With a number of women running for the Democratic presidential nomination in 2020, many of the male candidates have faced questions about whether they would choose a woman for their running mate, were they to win the nomination. It's necessary to remember that the idea of a woman on the presidential ticket is — even today — still fairly groundbreaking. And throughout American history, the number of women running mates there have been is far lower than that of women Democratic primary candidates in 2020.
Let's specify, first, that we're talking about women officially nominated for vice president in a presidential election. Counting it as such, we actually come to our first woman vice presidential candidate earlier than you might expect: 1884. In that election, women's rights advocate Marietta Stow became the first woman vice presidential candidate, joining onto the Equal Rights Party ticket with presidential candidate Belva Ann Lockwood, as History.com wrote. The two women managed to get 4,100 votes, according to History.com, even though women weren't yet allowed to vote. After women gained the right vote in 1920, though, they would still have to wait more than half a century to see one of their own on a presidential ticket — even though several women ran in presidential primaries beginning in 1964, according to Rutgers' Center for American Women and Politics.
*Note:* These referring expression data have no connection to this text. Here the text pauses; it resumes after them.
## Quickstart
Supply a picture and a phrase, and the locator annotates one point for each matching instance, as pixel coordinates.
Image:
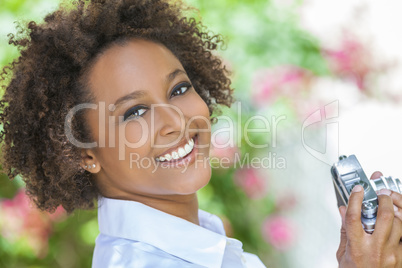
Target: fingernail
(357, 188)
(384, 192)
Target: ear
(89, 161)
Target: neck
(182, 206)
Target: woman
(112, 100)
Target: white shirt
(135, 235)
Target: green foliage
(259, 35)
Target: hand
(380, 249)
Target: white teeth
(181, 152)
(187, 148)
(175, 155)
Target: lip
(188, 159)
(181, 144)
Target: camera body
(346, 174)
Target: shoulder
(117, 252)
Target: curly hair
(45, 82)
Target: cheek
(197, 107)
(134, 133)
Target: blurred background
(313, 79)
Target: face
(146, 108)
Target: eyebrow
(141, 93)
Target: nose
(169, 119)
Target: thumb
(342, 245)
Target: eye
(135, 112)
(181, 89)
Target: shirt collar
(136, 221)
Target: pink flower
(351, 60)
(278, 81)
(22, 221)
(279, 232)
(252, 183)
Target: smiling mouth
(178, 154)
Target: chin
(192, 187)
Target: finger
(375, 175)
(396, 232)
(353, 225)
(385, 218)
(396, 198)
(342, 244)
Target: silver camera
(347, 173)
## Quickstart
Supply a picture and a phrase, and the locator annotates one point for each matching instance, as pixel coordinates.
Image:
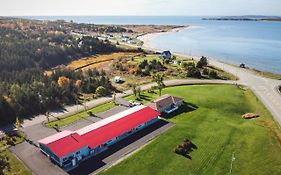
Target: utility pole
(232, 160)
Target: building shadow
(96, 162)
(185, 108)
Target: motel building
(69, 148)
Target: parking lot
(40, 164)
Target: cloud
(139, 7)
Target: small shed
(166, 55)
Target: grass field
(98, 60)
(218, 131)
(15, 166)
(268, 74)
(84, 114)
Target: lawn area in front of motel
(211, 119)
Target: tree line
(24, 56)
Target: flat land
(81, 115)
(14, 165)
(211, 119)
(98, 61)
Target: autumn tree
(63, 81)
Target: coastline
(146, 39)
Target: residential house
(166, 55)
(166, 103)
(69, 148)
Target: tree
(193, 72)
(213, 74)
(101, 91)
(159, 78)
(114, 97)
(205, 71)
(138, 89)
(134, 89)
(18, 124)
(63, 81)
(48, 116)
(202, 62)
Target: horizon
(139, 8)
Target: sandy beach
(146, 38)
(264, 88)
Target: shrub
(101, 91)
(193, 72)
(213, 74)
(202, 63)
(205, 71)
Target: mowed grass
(15, 166)
(218, 131)
(78, 116)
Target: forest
(27, 49)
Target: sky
(139, 7)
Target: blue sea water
(257, 44)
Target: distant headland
(246, 18)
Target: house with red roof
(69, 148)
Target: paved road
(264, 88)
(73, 109)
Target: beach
(265, 89)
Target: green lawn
(218, 131)
(15, 167)
(268, 74)
(84, 114)
(147, 57)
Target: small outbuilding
(166, 104)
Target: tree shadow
(184, 108)
(186, 153)
(143, 97)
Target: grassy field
(268, 74)
(99, 60)
(76, 117)
(15, 167)
(218, 131)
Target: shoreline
(146, 38)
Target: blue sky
(140, 7)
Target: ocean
(256, 44)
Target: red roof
(96, 137)
(67, 145)
(118, 127)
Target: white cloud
(138, 7)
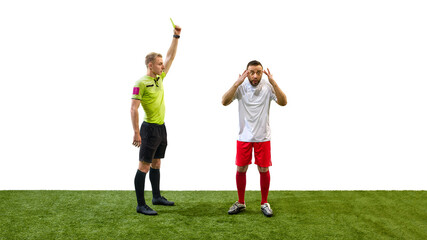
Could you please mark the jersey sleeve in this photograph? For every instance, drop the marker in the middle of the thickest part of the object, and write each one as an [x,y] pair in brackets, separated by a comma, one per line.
[138,91]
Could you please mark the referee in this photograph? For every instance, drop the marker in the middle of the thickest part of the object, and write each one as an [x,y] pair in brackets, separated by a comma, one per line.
[151,138]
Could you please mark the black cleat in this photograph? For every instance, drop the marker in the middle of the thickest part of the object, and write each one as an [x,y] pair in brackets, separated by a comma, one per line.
[162,201]
[266,210]
[146,210]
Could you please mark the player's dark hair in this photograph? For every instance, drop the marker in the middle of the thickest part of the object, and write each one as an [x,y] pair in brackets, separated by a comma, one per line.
[151,57]
[253,63]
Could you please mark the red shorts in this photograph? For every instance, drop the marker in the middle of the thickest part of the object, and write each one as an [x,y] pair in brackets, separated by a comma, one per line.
[262,153]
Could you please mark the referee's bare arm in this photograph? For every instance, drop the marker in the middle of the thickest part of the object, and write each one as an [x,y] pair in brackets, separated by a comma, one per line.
[135,122]
[170,55]
[228,96]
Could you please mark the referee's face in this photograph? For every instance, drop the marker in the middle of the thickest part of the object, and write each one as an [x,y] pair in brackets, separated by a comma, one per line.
[255,74]
[157,66]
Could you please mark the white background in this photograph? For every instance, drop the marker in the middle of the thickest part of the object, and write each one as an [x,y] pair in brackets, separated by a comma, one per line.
[354,73]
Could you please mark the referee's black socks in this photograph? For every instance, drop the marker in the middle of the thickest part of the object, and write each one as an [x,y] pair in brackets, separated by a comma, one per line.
[155,182]
[139,187]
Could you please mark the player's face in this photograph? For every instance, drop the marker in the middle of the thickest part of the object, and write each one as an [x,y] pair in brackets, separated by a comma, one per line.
[157,66]
[255,74]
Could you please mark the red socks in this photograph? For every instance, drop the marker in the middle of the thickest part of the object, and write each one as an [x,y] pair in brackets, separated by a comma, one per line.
[241,186]
[265,186]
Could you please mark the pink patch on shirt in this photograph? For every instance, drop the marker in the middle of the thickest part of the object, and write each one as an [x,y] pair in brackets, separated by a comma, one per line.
[135,90]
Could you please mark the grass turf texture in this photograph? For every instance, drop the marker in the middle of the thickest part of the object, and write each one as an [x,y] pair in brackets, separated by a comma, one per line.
[203,215]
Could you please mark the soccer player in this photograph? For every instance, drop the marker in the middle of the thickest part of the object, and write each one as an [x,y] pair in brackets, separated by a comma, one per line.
[151,138]
[254,97]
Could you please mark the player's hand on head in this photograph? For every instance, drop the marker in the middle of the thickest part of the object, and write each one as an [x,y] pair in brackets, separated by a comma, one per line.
[269,75]
[242,77]
[177,30]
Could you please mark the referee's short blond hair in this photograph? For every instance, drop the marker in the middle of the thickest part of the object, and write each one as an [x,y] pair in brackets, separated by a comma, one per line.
[151,57]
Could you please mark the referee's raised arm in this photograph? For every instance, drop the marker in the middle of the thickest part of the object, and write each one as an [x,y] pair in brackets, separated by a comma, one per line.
[170,56]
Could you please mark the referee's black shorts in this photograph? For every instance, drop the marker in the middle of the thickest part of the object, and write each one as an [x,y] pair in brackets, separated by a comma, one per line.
[153,141]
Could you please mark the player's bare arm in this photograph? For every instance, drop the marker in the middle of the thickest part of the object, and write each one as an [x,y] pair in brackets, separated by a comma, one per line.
[135,122]
[170,56]
[281,97]
[228,96]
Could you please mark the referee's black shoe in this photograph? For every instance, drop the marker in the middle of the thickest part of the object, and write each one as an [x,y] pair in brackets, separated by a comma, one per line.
[162,201]
[145,210]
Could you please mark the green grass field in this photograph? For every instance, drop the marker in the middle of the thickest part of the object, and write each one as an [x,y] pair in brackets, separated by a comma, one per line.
[203,215]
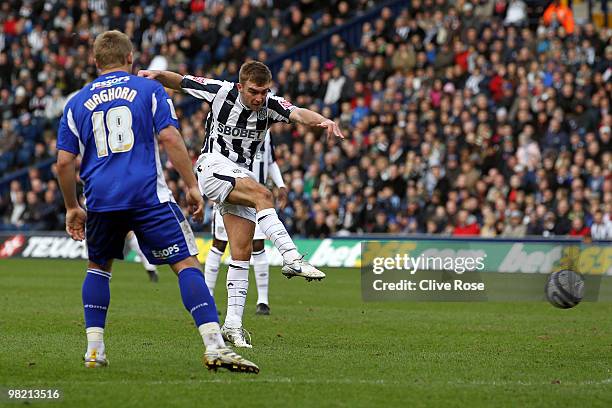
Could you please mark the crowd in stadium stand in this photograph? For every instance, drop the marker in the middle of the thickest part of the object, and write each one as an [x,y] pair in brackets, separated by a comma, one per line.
[462,117]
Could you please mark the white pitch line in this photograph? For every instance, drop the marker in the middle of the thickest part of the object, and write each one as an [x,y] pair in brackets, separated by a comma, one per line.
[345,381]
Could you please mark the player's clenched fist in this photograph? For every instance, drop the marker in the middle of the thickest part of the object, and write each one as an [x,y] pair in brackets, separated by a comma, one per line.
[196,204]
[75,223]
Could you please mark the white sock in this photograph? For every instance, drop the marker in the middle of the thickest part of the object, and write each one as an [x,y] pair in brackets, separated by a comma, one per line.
[277,233]
[211,268]
[95,340]
[262,275]
[133,244]
[237,286]
[211,334]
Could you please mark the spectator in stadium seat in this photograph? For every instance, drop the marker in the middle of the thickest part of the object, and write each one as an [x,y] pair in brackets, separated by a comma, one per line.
[600,230]
[515,227]
[579,229]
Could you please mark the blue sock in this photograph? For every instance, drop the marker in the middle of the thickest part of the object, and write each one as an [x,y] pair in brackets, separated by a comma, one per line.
[96,297]
[196,296]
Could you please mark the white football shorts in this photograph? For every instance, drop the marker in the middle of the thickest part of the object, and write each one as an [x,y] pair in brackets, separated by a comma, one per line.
[219,232]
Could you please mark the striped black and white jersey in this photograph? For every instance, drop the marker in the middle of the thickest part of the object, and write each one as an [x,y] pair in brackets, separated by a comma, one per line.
[231,128]
[263,159]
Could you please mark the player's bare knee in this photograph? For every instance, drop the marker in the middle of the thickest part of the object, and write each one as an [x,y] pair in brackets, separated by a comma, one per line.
[241,252]
[265,199]
[219,245]
[190,262]
[107,267]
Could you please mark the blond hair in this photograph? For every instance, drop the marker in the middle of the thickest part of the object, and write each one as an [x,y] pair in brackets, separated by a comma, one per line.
[256,72]
[111,49]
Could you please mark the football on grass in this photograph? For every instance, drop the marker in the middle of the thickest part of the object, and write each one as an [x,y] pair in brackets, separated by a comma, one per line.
[564,289]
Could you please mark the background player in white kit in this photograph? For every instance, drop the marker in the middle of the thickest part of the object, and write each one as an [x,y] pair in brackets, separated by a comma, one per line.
[240,115]
[264,165]
[132,243]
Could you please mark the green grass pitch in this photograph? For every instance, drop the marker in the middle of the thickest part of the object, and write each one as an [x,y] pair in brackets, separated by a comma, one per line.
[322,346]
In 1984, Geraldine Ferraro became the first woman nominated as the vice president of a major party, when Democratic presidential nominee Walter Mondale selected her as his running mate, according to History.com. Ferraro, as History.com wrote, had become well known for her advocacy on behalf of women's rights during her time in the House of Representatives. The Mondale-Ferraro ticket fared poorly in the general election, however, losing to Ronald Reagan and George H.W. Bush in one of the country's biggest electoral landslides ever, according to The New York Times.
The United States would have to wait another quarter century, however, before another woman turned up on a major party ticket. That moment came in 2008, and it came as a major shock to many people watching. The day after Barack Obama officially accepted the Democratic Party's nomination for president, John McCain announced his selection of then-Alaska Gov. Sarah Palin as his running mate, as Reuters reported at the time.
Reuters' report explained that many saw McCain's choice of Palin as a move to potentially pick up some of Hillary Clinton's primary supporters, as she had only bowed out at the last minute after a hard-fought primary. Like Ferraro, though, Palin would not go on to become the vice president, as Obama and Joe Biden won in 2008. Now, commentators have noted that Palin was one of the first politicians on the national stage to employ a similar populist style as President Donald Trump does now — and McCain eventually admitted to regretting his choice of running mate, according to The Guardian.
These campaigns are all in the past, of course, and those hoping to see more women's names on presidential tickets are right to look to the future. Given the number of strong woman candidates running in the Democratic primary, one of them may just end up as the presidential — or vice presidential nominee — with or without a pledges from the male candidates to choose a woman as a running mate.